Quant à l’idée de fixer un contingent encore plus limité à l’entrée au baccalauréat, Ghassan El-Baalbaki s’y oppose complètement. « Si on contingente le baccalauréat à 100 personnes, mais que 100 autres voudraient y entrer dans le but de faire autre chose, est-ce qu’on les empêche de faire ce qu’ils veulent parce qu’on ne prend pas assez de gens au doctorat ? », questionne-t-il.
Selon plusieurs, il faut mettre en évidence les options qui s’offrent aux personnes qui obtiennent un diplôme en psychologie, mais qui n’iront pas au doctorat. Dans ces options figurent notamment, outre la recherche, les maîtrises en orthophonie, en travail social et en orientation ainsi que la possibilité de travailler comme intervenant ou intervenante en santé mentale pour ceux et celles qui souhaitent faire de la relation d’aide.
Thérèse Bouffard mentionne la création d’une cellule de cinq professeur(e)s qui travaillent sur un inventaire de toutes ces opportunités. « Il y a un souci de pouvoir continuer à accepter autant de gens au baccalauréat, mais en ne les laissant pas se perdre dans la nature après parce qu’ils n’ont pas été pris au doctorat », explique-t-elle. Ghassan El-Baalbaki affirme aussi qu’un programme de maîtrise en psychologie appliquée est en cours de création et pourrait permettre de former des experts et des expertes en psychologie pour travailler notamment dans le monde des affaires ou de la technologie.

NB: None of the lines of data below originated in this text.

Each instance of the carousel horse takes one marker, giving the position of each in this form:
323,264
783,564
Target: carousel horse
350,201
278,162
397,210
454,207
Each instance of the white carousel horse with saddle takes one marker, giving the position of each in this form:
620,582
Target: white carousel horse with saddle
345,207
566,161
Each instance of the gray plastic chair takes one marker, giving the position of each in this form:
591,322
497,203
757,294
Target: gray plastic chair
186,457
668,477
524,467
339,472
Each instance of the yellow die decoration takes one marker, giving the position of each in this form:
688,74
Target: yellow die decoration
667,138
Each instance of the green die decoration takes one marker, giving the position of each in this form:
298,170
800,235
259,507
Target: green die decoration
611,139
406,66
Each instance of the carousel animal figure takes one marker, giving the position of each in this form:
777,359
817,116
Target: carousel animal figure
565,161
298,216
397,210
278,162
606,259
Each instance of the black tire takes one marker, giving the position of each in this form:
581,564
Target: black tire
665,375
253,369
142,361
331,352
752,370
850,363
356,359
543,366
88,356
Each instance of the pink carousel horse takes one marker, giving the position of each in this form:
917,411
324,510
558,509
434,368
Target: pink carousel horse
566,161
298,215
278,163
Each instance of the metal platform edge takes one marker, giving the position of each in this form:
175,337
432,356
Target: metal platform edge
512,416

Une meilleure compréhension de ce qu’est le baccalauréat en psychologie est peut-être nécessaire : beaucoup d’étudiants et d’étudiantes sentent qu’ils et elles doivent se trouver un plan B. Ghassan El-Baalbaki rappelle que la psychologie est bien plus que le métier de psychologue clinicien : « C’est une richesse qu’on perdrait dans la société si on disait que [ces personnes ayant comme objectif autre chose que le doctorat] ne peuvent pas aller au baccalauréat ».